The film explores the nature of human cyborgs, consciousness, self-aware computer programs, and memory alteration. In one of the monologues delivered by the Puppet Master throughout the film, it is argued that the human DNA is nothing more than a program designed to self-preserve. There are also multiple mentions of the act of granting political asylum to self-aware computer programs.

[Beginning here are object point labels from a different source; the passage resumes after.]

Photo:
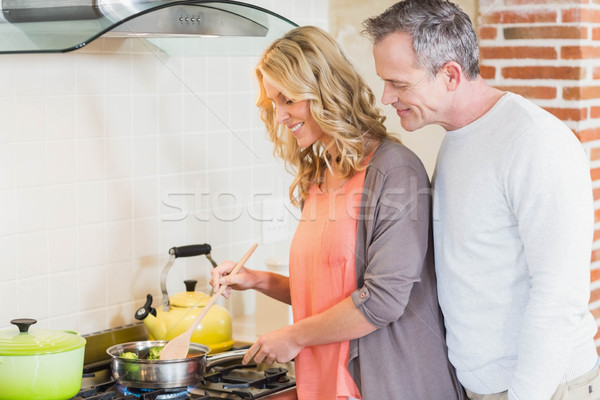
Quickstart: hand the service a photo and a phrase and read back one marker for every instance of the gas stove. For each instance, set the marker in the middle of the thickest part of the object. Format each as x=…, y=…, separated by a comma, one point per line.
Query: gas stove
x=225, y=381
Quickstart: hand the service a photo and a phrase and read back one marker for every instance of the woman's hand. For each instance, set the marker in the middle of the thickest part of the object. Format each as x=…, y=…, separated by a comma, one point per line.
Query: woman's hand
x=243, y=280
x=277, y=346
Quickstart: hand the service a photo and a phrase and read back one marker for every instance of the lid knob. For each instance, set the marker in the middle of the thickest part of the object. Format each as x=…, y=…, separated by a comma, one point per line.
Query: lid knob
x=23, y=323
x=190, y=285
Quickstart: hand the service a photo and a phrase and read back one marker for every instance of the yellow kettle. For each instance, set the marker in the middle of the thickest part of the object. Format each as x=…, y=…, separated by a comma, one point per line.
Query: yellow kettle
x=179, y=311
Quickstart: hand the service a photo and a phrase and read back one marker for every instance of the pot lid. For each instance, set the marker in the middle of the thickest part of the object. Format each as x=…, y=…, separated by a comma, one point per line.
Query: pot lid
x=56, y=26
x=190, y=298
x=22, y=342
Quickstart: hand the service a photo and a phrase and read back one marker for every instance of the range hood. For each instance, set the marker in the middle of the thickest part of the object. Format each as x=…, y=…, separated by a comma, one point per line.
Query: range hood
x=53, y=26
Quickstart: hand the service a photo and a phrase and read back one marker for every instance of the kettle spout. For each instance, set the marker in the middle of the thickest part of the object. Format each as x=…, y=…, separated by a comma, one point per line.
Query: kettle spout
x=147, y=313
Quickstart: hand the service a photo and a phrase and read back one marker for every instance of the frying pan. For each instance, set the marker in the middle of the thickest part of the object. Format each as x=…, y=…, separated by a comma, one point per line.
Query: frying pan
x=164, y=374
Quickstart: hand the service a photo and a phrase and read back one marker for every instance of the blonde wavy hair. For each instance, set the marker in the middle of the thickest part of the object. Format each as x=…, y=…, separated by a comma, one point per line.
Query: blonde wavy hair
x=308, y=64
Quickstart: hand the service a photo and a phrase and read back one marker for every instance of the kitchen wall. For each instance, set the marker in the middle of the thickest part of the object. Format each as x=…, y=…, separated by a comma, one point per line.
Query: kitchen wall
x=114, y=153
x=346, y=17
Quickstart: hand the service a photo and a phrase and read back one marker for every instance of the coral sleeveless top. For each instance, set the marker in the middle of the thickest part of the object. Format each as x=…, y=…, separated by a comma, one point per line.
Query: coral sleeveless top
x=322, y=273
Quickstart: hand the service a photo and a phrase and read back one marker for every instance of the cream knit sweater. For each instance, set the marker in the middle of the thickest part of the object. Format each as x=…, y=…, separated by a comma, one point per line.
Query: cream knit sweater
x=513, y=227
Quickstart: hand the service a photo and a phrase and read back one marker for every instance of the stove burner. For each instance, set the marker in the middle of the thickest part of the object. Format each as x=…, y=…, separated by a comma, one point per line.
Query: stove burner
x=156, y=394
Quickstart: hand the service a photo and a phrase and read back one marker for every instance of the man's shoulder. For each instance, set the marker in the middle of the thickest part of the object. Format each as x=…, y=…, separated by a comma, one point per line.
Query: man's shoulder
x=392, y=154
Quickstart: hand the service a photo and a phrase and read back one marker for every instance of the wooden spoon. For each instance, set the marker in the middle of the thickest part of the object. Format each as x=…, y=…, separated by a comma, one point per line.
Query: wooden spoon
x=179, y=346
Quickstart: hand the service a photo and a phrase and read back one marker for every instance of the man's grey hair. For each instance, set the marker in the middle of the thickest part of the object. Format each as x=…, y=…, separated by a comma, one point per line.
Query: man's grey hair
x=440, y=32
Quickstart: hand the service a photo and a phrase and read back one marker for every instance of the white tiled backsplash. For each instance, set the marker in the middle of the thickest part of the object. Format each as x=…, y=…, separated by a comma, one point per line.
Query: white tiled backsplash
x=112, y=154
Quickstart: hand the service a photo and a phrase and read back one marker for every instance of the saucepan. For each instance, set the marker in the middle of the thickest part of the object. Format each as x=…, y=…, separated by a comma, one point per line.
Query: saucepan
x=40, y=364
x=143, y=373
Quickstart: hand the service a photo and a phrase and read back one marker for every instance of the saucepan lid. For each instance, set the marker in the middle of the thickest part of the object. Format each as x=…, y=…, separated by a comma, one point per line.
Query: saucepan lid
x=23, y=342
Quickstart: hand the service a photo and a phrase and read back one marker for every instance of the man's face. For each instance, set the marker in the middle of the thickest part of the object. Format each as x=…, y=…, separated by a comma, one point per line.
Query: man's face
x=409, y=89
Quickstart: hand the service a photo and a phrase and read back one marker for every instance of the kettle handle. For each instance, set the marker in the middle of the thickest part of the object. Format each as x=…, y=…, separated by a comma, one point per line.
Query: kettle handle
x=190, y=250
x=174, y=253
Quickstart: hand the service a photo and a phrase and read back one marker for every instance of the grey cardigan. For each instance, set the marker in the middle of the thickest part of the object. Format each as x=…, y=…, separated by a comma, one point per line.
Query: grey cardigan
x=406, y=357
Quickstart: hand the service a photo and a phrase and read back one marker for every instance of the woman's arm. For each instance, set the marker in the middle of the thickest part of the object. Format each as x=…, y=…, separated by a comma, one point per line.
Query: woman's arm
x=269, y=283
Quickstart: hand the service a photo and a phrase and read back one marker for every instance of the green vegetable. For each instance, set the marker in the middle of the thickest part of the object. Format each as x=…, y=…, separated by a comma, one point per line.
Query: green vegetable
x=129, y=355
x=155, y=353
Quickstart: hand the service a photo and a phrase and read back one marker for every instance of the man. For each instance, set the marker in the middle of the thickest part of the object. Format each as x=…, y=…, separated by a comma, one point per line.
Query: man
x=513, y=212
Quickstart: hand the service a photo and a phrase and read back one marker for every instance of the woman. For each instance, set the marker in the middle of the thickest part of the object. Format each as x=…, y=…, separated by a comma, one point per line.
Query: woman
x=362, y=287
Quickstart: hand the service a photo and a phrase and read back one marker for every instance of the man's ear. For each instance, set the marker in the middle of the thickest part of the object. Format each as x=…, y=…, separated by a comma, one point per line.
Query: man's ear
x=452, y=74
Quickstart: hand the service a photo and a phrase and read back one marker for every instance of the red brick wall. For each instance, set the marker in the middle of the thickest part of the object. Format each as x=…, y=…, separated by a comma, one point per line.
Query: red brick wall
x=549, y=52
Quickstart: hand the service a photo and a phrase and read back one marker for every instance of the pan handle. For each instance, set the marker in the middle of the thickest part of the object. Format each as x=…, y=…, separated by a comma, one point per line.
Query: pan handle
x=225, y=357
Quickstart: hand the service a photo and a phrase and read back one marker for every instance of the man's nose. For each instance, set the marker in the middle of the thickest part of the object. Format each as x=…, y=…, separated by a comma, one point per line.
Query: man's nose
x=388, y=96
x=281, y=115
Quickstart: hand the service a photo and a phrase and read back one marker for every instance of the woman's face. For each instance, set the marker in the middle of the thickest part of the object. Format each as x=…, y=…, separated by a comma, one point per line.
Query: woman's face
x=295, y=115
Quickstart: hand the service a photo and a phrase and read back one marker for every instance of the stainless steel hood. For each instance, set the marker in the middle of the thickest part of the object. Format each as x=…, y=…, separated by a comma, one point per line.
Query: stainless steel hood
x=51, y=26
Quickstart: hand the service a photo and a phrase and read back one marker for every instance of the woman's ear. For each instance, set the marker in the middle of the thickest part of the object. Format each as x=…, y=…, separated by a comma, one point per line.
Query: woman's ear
x=452, y=74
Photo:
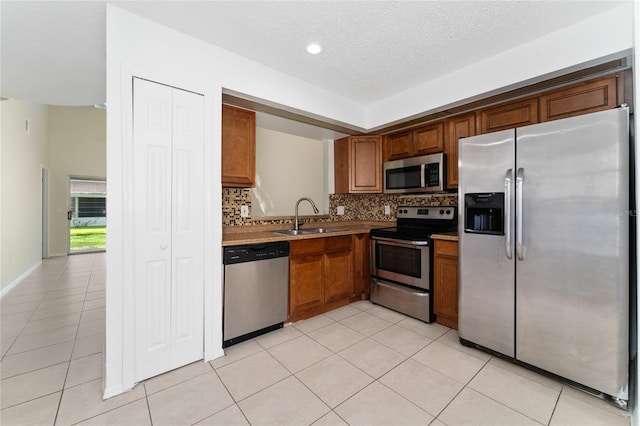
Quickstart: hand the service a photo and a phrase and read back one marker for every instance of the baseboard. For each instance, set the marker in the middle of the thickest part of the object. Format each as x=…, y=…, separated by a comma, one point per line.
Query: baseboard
x=22, y=276
x=211, y=355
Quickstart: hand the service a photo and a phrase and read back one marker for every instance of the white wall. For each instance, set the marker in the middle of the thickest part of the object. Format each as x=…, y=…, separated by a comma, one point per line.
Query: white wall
x=22, y=155
x=635, y=385
x=139, y=47
x=605, y=34
x=287, y=167
x=77, y=138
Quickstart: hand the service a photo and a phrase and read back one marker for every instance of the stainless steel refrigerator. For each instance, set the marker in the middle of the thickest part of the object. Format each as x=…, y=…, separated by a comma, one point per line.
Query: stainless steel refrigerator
x=544, y=247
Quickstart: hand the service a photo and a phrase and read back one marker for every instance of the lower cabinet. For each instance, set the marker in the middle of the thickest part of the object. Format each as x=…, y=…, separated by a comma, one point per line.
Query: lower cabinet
x=445, y=282
x=325, y=273
x=361, y=267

The film depicts Motoko's identity and ontological concerns and ends with the evolution of the Puppet Master, a being incapable of reproduction. Austin Corbett characterized the lack of sexualization from her team as freedom from femininity, noting that Motoko is "overtly feminine, and clearly non-female". Joseph Schaub discusses the gender-defying manner in which the Puppet Master is portrayed, visualized with a blonde woman's bare-chested torso but speaking in a male voice and referred to with masculine pronouns. In describing Motoko as a "shapely" and "strong [female protagonist] at the center of the story" who is "nevertheless almost continuously nude", Roger Ebert noted that "an article about anime in a recent issue of Film Quarterly suggests that to be a 'salary man' in modern Japan is so exhausting and dehumanizing that many men (who form the largest part of the animation audience) project both freedom and power onto women, and identify with them as fictional characters". Carl Silvio has called Ghost in the Shell a "resistant film", due to its inversion of traditional gender roles, its "valorization of the post-gendered subject", and its de-emphasis of the sexual specificity of the material body.